MCP started as a clean fix to a boring problem — stop writing the same integration ten times. That fix turned out to matter more than anyone expected, because it became the substrate on which the agent ecosystem now grows.

For developers, the practical lesson is simple. Learn the protocol. Build a server, even a small one. The mental shift from "integrating an AI with my tool" to "exposing my tool to any AI" is short but powerful. Once it clicks, you stop seeing AI as something you wire into your app and start seeing it as something your app makes itself available to.

The teams that internalize this shift early will be building on a fundamentally different abstraction than the teams that don't.

That gap is the one worth closing now.

FAQ

Q: What is MCP in one sentence?

A: MCP is an open standard that defines how AI applications connect to external tools and data sources, so a single integration works across every compatible model.

Q: Do I need MCP if I am only using one AI provider?

A: Not strictly. But model lock-in is one of the riskier bets in 2026, and MCP makes switching cheap. If your product depends on AI, that flexibility is worth the small upfront cost.

Q: Is MCP only for Claude?

A: No. Anthropic created the protocol, but OpenAI, Google, Microsoft, and AWS have all adopted it. MCP servers work across every major provider.
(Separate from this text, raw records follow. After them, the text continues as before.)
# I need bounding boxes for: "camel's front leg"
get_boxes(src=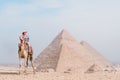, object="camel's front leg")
[24,58,27,73]
[19,58,22,74]
[31,61,35,74]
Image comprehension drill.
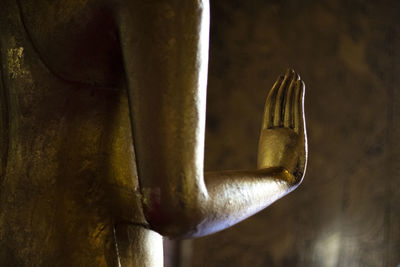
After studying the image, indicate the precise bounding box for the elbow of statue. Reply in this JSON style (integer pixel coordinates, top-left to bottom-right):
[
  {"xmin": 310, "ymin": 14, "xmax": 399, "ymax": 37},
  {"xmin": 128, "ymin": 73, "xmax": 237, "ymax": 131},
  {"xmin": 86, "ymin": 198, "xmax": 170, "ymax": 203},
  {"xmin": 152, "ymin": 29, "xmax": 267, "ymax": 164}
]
[{"xmin": 142, "ymin": 187, "xmax": 204, "ymax": 238}]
Q: How is MCP different from function calling?

A: Function calling is a model-specific feature that lets an LLM invoke code you wrote for it. MCP is a model-agnostic protocol that lets any LLM invoke code anyone wrote. Function calling is the mechanism; MCP is the standard.
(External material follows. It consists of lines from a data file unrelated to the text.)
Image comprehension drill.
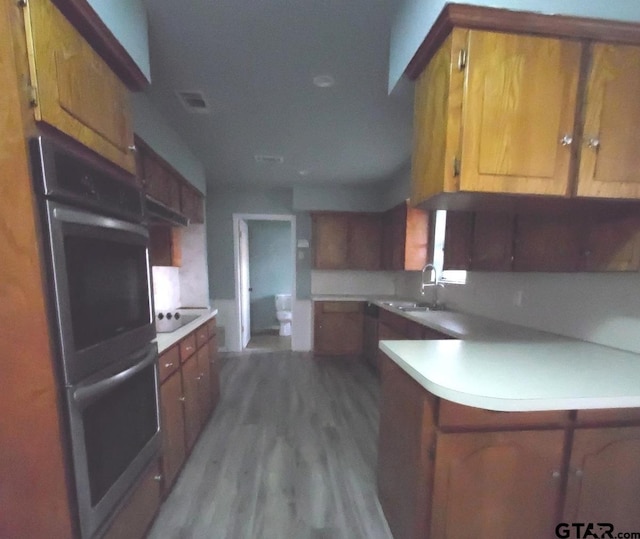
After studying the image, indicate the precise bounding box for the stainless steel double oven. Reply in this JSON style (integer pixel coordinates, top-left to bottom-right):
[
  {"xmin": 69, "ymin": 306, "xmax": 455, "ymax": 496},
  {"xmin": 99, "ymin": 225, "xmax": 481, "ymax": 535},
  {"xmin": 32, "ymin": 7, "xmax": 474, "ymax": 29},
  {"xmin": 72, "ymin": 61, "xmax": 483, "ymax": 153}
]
[{"xmin": 31, "ymin": 137, "xmax": 160, "ymax": 537}]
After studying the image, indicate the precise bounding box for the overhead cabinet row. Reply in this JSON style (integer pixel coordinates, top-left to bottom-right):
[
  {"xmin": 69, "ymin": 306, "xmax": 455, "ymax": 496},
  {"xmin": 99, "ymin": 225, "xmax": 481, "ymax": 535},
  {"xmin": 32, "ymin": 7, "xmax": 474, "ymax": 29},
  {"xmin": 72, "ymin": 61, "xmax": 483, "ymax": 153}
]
[{"xmin": 412, "ymin": 28, "xmax": 640, "ymax": 204}]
Q: Can I run MCP servers locally?

A: Yes. The stdio transport is designed for exactly this. Local development tools, file access, and developer utilities are common stdio use cases.

Q: How do I authenticate MCP servers?

A: For local servers, the stdio transport runs under your local user permissions. For remote servers, MCP uses OAuth 2.1 patterns. Both approaches are covered in the official specification.

Q: Is MCP production-ready?

A: Yes, for many use cases. Major SaaS platforms now ship official MCP servers, and the protocol is governed by the Linux Foundation. For regulated industries with strict audit requirements, watch the Enterprise Working Group developments before going all-in.